0

I have a client/server application where data is exchanged in XML format. The size of data comes to around 50MB, most of which comprises of the XML tags themselves. Is there a way to take the generated XML and index the node names as follows:

<User><Assessments><Assessment ID="1" Name="some name" /></Assessments></User>

to:

<A><B><C ID="1" Name="some name" /></B></A>

This would save an incredible amount of bloat.

EDIT
This data is serialized from Entity Framework objects. The reason for choosing XML as the protocol was intrinsic support in .NET and smart code generation of FromXml and ToXml for entities to circumvent circular references.

Raheel Khan
  • 14,205
  • 13
  • 80
  • 168
  • 1
    Doing that would make no sense unless you have a way to undo the compression again. The whole file you just be a complete mess with random letters instead of tags. – OptimusCrime Jun 14 '12 at 11:51
  • 3
    GZipStreaming the content looks like more simple. Changing xml node names change the meaning of the xml content. – Steve B Jun 14 '12 at 11:53
  • where is the bloat that you are worried about? is it when they are persisted to disk (zip them), when they are transmitted (zip them) or when they are being processed in memory? – paul Jun 14 '12 at 11:53
  • 1
    How do you communicate with the server? HTTP allows compression while WCF can use the NetTcpBinding to pass data in a binary format instead of XML. You can also use Json to pass data as a much smaller text. – Panagiotis Kanavos Jun 14 '12 at 11:54
  • 2
    Instead of XML (since you don't seem to care too much about the format), you could look at JSON or Binary serialization instead? http://msdn.microsoft.com/en-us/library/bb738528(v=vs.90).aspx – StuartLC Jun 14 '12 at 11:55
  • You can always look at all nodes in the Xml document and map those strings to IDs (like the letters suggested by yourself); in a way that duplicate strings get the same ID. In the Xml document, you can replace the strings with the IDs. You'd then have to transfer the mapping of IDs and strings along with your so reduced Xml document. However, using a more widespread and less custom-built compression method is probably much more effective, and using another representation of the data structures (e.g. JSON) reduces size while retaining the exact original document structure. – O. R. Mapper Jun 14 '12 at 11:56
  • Googling for [Binary XML](http://en.wikipedia.org/wiki/Binary_XML) gives some results, including [Fast Infoset](http://www.noemax.com/products/fastinfoset/index.html). This might or might not be what you are looking for. – Eugene Ryabtsev Jun 14 '12 at 12:01
  • Why exactly are you worried about trying to make a 50MB file smaller? You seem to be trying to solve the wrong problem which honestly isn't actually a problem. – Security Hound Jun 14 '12 at 12:33

5 Answers5

4

What about just compressing/decompressing your data stream between the client and the server ? This will be easier to implement and much less error prone than to do some custom transformation on the xml data.

mathieu
  • 30,974
  • 4
  • 64
  • 90
1

You could look at using Attributes for your data rather than Elements. For example, if you have "gender" as an attribute you will get:

<person gender="female">
  <firstname>Anna</firstname>
  <lastname>Smith</lastname>
</person>

whereas if it is an Element you will get:

<person>
  <gender>female</gender>
  <firstname>Anna</firstname>
  <lastname>Smith</lastname>
</person>

It's not strictly correct but will achieve what you are after.

ChrisF
  • 134,786
  • 31
  • 255
  • 325
1

The point of XML is so that you don't need to compress/minimise the data. If you need to minimise what's going down the wire then there's a good chance your using the wrong protocol.

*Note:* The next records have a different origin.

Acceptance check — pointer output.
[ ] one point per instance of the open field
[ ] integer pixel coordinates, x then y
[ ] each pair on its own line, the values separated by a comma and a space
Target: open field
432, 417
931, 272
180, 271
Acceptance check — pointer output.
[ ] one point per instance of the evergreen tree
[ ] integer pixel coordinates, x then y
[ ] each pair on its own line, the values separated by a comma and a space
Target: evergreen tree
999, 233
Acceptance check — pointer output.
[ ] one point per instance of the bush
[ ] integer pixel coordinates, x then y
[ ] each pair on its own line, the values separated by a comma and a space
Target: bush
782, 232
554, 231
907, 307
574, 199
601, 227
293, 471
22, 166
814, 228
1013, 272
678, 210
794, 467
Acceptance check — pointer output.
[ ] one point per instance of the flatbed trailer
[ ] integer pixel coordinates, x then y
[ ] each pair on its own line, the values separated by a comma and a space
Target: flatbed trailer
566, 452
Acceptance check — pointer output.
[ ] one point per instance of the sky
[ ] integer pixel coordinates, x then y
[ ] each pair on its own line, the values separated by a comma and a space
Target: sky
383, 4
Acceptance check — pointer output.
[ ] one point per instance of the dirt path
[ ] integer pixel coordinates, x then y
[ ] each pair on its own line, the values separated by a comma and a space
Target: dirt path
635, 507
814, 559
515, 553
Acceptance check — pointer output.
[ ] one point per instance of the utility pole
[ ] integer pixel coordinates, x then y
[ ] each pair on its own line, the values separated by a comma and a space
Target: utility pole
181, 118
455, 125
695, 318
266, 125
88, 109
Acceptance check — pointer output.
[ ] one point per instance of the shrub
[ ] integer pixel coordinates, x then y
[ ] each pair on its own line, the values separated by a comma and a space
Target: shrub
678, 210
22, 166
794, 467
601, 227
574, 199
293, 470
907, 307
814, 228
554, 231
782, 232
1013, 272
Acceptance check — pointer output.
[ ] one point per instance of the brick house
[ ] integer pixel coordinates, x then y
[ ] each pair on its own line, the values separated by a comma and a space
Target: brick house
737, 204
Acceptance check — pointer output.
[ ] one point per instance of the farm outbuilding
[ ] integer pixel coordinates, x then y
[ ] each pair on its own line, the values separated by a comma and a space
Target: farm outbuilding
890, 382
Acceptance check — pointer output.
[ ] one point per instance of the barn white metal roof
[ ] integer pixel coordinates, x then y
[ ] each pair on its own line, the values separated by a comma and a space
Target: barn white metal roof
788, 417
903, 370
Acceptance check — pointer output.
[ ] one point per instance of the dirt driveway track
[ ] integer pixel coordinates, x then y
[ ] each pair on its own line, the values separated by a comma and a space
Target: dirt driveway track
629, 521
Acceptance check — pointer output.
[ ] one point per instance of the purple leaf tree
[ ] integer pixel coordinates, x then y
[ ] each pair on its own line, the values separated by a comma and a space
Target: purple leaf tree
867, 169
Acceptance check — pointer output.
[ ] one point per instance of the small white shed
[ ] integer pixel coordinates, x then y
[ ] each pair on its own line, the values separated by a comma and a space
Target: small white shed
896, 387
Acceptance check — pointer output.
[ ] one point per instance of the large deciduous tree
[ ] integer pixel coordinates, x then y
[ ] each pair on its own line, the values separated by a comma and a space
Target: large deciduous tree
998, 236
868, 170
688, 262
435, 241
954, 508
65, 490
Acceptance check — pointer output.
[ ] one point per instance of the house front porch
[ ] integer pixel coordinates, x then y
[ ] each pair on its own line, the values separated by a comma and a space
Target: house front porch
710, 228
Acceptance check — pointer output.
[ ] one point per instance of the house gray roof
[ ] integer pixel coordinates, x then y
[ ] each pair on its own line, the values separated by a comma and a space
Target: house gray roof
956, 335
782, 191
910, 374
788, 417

Obviously you can pass this through a gzip stream, which will get you a massive advantage, but if you want to squeeze even more out of it than that then it may be worth looking at JSON or even a binary format.

XML was designed to be readable by humans, and by removing the readability then your essentially removing one of the major reasons to use XML in the first place.

John Mitchell
  • 9,653
  • 9
  • 57
  • 91
0

Alternatively, you can also consider json instead of xml, which would take less size as compared to xml

Asif Mushtaq
  • 13,010
  • 3
  • 33
  • 42
0

I ended up writing a small class that renames the node names and creates a mapping element so the process can be reversed as well. That alone took the file size down from 50MB to 10MB.

Compressing the file would be the next step but I wonder how much space I could ave using Binary serialization. Have not tried that before.

Raheel Khan
  • 14,205
  • 13
  • 80
  • 168